Now we can do a compile of the customary hello.nrx with './nrc -keep -nocompile hello' (notice that this is all in the home directory of the 'mobile' user, just like the jar that I just copied. The resulting can then be mv'ed to and compiled with 'jikes'. This produces a class that can be run with 'java -cp NetRexxC.jar hello'

I am sure I will streamline this a bit, just as I am sure I will do most of my builds on the Mac and just will send over the resulting class files. Some study is needed how to address the iPhones content - it seems possible to use the Sqllite data structure the phone uses, and there might be a glue layer to address the GUI - there is for Python. I will keep you posted when that happens.

Please take note of these notes:
Note that jailbreaking an iPhone is against your eula (well - Apple's eula) and might be illegal in some jurisdictions. You might want to live in a country where you can actually do what you want with the equipment and software you paid for. Note that the jailbreaking process does not perform flawlessly every time and that indeed I had to restore the iPhone after the first failed attempt; the next attempt went smoothly. Note that this is a technology demonstration and that I actually use another iPhone to make my calls on and organize my life with. Note that I find the restrictions on the usage of programming languages imposed by Apple to be ridiculous, but I trust them to come to their senses quickly, like they did with introducing the SDK.

Sunday, April 11, 2010

The tide against platform independence

Oddly enough several mechanisms are working against platform independent development at the same time. One is the recent buying of Sun by Oracle. Now that James Gosling left Oracle, there is some doubt about the future of the Java platform - never mind that he was working on other things while still at Sun - Oracle should have had the brains to keep the figure head around; my personal approach would be to name him whatever fellowship he deserves for creating this software ecosystem. This no doubt will spell a downwards slope as it did for MySQL. Maybe it is time for IBM to offer him a job creating the next step.

The other thing is Steve Jobs' denouncing 'intermediate layers' on the iPhone's dev licence- oddly reminding me of the discussion if we should allow high level languages on the mainframe - no code generation, not even Fortran's, could be ever producing acceptable assembler code. As everybody knows now, this is true in only a very small number of cases. For the original assembly language argument, it turned out that most programmers were using storage-to-storage instructions like MVC (move character, not the higher level abstraction), where one actually should use register based instructions.
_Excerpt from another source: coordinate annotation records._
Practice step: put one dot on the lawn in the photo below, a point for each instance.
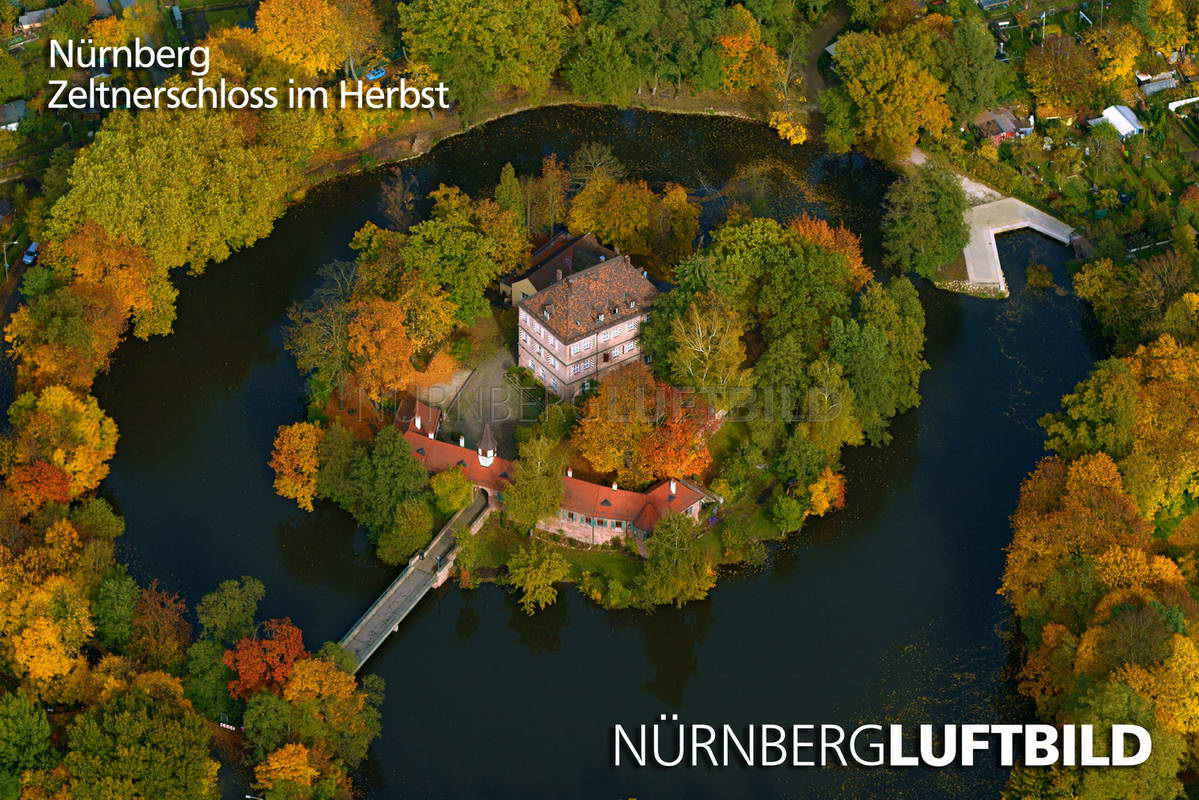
(609, 564)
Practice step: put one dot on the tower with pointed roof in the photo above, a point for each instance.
(487, 447)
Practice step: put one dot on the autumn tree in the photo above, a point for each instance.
(380, 347)
(1061, 73)
(265, 660)
(317, 36)
(463, 247)
(145, 739)
(534, 569)
(295, 462)
(706, 349)
(217, 192)
(678, 445)
(289, 768)
(886, 98)
(615, 421)
(1118, 44)
(837, 240)
(161, 631)
(70, 432)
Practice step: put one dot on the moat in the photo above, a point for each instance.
(885, 612)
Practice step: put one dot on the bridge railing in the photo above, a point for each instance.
(446, 530)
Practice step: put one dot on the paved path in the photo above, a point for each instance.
(992, 212)
(425, 571)
(1000, 216)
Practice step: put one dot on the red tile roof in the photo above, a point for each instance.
(592, 299)
(410, 409)
(562, 252)
(595, 500)
(643, 509)
(439, 456)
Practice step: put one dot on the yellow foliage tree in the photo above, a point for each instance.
(289, 763)
(295, 462)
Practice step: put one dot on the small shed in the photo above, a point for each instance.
(35, 19)
(11, 114)
(1122, 120)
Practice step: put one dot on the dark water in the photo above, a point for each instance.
(885, 612)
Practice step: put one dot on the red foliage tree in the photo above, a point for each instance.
(161, 631)
(678, 446)
(38, 483)
(265, 661)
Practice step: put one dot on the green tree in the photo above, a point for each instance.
(451, 489)
(206, 679)
(1097, 416)
(676, 570)
(384, 476)
(24, 734)
(143, 744)
(510, 194)
(536, 488)
(227, 613)
(923, 227)
(12, 77)
(483, 46)
(534, 569)
(112, 608)
(598, 68)
(968, 66)
(411, 530)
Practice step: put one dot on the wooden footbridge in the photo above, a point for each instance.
(425, 571)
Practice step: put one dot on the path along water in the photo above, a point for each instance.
(884, 612)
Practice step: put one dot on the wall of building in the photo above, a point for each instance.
(564, 367)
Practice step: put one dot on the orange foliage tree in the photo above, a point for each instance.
(66, 431)
(295, 462)
(161, 631)
(836, 240)
(381, 347)
(265, 661)
(678, 445)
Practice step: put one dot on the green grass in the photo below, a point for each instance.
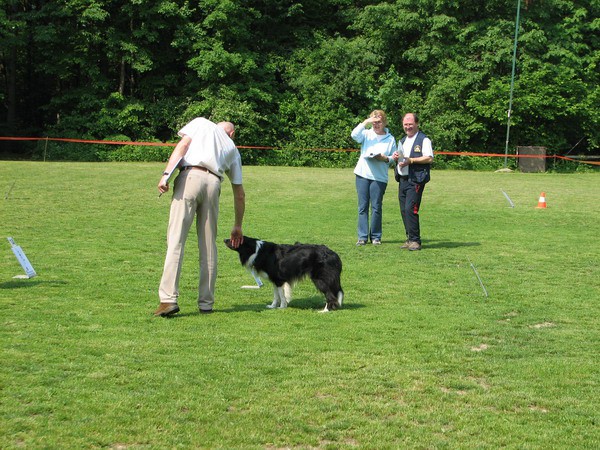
(417, 358)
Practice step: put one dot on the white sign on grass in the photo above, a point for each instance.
(25, 264)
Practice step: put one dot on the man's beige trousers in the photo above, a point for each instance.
(195, 195)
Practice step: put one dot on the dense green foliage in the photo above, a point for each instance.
(301, 75)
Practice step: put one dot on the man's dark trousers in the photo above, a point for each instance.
(410, 194)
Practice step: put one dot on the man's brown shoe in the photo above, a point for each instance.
(414, 246)
(166, 309)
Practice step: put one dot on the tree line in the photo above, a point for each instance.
(302, 74)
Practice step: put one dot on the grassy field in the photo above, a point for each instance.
(418, 357)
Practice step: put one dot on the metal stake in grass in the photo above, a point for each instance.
(512, 205)
(10, 190)
(478, 277)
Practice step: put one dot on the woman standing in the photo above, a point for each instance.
(377, 148)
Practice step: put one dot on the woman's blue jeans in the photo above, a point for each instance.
(369, 192)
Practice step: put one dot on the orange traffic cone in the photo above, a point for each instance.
(542, 201)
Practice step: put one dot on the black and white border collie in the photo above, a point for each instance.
(284, 265)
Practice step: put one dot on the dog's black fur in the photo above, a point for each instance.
(286, 264)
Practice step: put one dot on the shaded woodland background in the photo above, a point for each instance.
(301, 74)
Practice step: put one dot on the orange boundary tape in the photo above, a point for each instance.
(347, 150)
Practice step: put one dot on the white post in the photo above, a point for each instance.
(25, 264)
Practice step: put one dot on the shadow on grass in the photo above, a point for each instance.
(447, 244)
(309, 303)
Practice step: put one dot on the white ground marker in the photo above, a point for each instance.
(20, 254)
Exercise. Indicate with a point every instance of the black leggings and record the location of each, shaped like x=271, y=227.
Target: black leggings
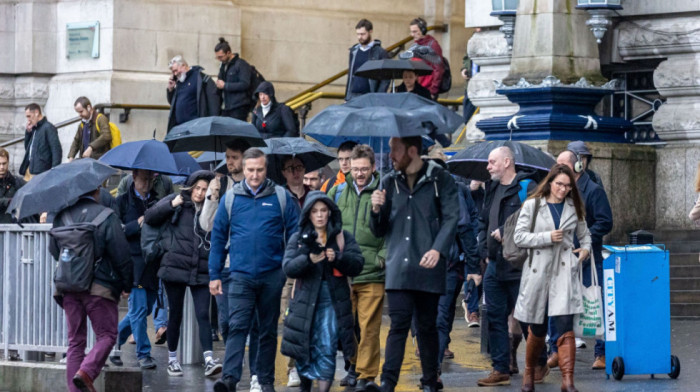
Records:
x=176, y=301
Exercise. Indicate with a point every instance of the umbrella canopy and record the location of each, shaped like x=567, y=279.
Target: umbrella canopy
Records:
x=472, y=161
x=143, y=154
x=58, y=188
x=211, y=134
x=312, y=155
x=392, y=69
Compilers are better, if not less lazy, to figure this out.

Both are poverty based arguments, one based on small screens and feeble batteries, and the other on the feeble state of the economy that was Sun's undoing. Java Hotspot has proven that runtime optimization wins from compile time optimization. Mankind benefits from abstractions on higher levels. Steve could not have ported PPC based code to Intel and ARM if it were not for code generation. The point of view that C is the right abstraction level has run out with Java (HotSpot VM, not the language). This is the thinking that left us with Pascal semantics in module calling conventions.

It must be clear that languages like Rexx still are the future; the scripting level being a better abstraction layer ever since its invention in the eighties. This is amply demonstrated by the success of Python and Ruby. The model needs to be optimized for several VM's until the right one wins: this is demonstrated by JRuby, as it earlier (and friendlier and quicker) was demonstrated by NetRexx. What needs to improve is hardware and mindsets. The scripting and VM level is there on the larger home machines, it needs to arrive on the smaller pads and handsets. So it will be about handsets and mindsets.